A notícia diz que “a dispensa do consentimento prévio do biografado não isenta a culpa em caso do abuso de direito”. Meu amigo, depois que o nome do biografado já estiver na lama por causa do “abuso de direito” praticado pelo “biógrafo” (que já estará rico e/ou famoso) será impossível o restabelecimento integral da verdade. O máximo que o prejudicado pode ganhar é alguma indenização em dinheiro por danos morais. E dinheiro nenhum paga uma honra destruída! Acrescente-se que o biógrafo ou a editora poderá alegar que não tem dinheiro para pagar a indenização. E quando a justiça mandar apreender os livros, sempre restarão alguns que ficarão como troféus em poder do “biógrafo” ou de alguém ligado à editora ou à livraria. Acontece como naquela fábula das penas jogadas ao vento! Neste caso, eu acho que o direito à privacidade está acima do direito à liberdade de expressão.
Se a pretensão das editoras for julgada procedente, qualquer pessoa do povo poderá escrever e publicar a biografia do Roberto Carlos, por exemplo, só para vender livro e ganhar dinheiro. E como o Rei é muito querido, milhares de pessoas lançariam sem autorização a biografia dele, já com a certeza do sucesso de vendas. Acho que o STF não vai aceitar os argumentos das editoras.
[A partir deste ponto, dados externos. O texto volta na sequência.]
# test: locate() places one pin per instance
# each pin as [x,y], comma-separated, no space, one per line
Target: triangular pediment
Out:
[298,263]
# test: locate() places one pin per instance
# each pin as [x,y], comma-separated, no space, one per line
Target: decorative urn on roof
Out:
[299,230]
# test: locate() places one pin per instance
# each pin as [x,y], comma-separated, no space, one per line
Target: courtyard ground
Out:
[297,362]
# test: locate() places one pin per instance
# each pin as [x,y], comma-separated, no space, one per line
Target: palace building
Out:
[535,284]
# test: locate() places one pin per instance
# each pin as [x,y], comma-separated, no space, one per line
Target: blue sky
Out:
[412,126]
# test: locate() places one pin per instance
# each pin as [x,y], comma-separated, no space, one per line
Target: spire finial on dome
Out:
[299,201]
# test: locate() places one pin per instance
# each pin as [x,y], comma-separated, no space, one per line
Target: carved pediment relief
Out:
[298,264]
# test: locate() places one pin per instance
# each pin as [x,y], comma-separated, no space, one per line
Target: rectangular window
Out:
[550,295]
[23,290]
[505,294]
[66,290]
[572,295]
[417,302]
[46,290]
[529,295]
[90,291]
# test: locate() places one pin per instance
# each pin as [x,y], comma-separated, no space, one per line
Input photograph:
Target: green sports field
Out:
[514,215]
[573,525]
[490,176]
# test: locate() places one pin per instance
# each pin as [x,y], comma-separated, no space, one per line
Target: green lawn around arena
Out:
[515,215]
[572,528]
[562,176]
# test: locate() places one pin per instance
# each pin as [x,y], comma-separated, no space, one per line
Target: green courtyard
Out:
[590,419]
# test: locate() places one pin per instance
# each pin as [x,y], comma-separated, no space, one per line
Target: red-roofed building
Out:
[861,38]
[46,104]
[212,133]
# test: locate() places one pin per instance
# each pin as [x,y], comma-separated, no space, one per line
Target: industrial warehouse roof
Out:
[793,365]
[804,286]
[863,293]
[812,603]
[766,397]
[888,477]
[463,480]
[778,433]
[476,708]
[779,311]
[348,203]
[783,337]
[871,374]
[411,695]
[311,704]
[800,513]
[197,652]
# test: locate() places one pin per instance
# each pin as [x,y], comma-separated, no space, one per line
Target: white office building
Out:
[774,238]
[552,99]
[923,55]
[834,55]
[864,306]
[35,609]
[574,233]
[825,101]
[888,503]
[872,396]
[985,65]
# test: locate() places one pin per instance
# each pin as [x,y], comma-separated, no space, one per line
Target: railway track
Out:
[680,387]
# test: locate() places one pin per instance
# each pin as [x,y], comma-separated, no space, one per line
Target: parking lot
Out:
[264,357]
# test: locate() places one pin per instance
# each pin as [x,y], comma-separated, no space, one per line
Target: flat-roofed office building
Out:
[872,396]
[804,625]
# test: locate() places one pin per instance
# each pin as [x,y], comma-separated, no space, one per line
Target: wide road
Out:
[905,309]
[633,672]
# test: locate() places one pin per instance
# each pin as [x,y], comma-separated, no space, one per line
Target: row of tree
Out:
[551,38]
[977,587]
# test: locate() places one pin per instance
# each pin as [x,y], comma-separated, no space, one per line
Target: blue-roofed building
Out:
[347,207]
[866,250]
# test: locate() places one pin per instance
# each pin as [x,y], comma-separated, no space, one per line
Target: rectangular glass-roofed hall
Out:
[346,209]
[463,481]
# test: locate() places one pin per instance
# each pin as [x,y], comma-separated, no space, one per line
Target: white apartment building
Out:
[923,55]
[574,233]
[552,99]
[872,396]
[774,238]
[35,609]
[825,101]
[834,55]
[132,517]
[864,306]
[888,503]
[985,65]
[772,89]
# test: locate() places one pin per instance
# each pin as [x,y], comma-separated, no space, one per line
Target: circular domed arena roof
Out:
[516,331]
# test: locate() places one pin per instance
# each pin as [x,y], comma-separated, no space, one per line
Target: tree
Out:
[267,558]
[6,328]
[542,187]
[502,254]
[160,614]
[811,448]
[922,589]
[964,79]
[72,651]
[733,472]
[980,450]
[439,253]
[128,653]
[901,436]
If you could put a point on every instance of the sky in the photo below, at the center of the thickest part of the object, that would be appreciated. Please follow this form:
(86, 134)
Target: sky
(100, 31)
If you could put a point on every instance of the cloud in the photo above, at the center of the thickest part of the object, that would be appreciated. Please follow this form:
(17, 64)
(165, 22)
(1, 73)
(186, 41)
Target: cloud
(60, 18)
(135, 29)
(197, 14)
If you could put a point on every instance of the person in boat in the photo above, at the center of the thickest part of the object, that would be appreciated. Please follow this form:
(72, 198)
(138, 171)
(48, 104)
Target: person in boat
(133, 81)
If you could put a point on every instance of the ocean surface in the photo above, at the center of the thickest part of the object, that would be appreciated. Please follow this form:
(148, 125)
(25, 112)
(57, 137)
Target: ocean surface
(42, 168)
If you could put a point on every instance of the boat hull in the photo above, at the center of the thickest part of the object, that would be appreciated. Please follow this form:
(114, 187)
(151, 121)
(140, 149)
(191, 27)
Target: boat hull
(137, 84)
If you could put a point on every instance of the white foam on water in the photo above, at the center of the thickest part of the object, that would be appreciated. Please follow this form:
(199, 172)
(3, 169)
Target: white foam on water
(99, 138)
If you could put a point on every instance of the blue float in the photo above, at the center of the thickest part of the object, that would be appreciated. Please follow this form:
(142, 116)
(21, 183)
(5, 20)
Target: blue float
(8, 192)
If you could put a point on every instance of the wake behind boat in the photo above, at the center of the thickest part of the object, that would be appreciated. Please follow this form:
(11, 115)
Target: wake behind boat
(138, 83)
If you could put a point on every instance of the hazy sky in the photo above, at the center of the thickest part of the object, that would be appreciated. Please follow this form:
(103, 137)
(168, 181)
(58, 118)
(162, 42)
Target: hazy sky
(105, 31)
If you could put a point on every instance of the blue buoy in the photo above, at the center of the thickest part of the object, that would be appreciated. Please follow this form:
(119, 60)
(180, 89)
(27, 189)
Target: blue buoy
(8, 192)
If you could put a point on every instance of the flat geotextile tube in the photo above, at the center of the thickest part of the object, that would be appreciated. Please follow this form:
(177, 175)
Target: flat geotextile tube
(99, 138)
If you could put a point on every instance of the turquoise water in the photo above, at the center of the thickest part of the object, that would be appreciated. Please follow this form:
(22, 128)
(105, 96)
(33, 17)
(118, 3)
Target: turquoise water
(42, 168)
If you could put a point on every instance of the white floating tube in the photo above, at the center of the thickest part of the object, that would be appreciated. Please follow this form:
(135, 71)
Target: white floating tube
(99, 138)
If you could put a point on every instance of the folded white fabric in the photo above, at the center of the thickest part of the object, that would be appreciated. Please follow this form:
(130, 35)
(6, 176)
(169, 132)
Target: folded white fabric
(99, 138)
Desculpe-me, mas essa sua abordagem do problema passa longe da realidade. Li o livro “RC em detalhes” e achei maravilhoso, sem nenhuma agressão à sua “moralidade” ou intimidade. Aliás, ali no livro seu autor é um estudante, e por isso o livro é resultado de uma monografia muito responsável, longamente estudada e supervisionada por professores Mestres e Doutores. RC pisou na bola ao afirmar na imprensa de que sua história ele tinha o direito de contá-la. Em verdade RC hoje em dia só pensa em R$. E nem sei porque… será que vai querer levar pro Outro lado?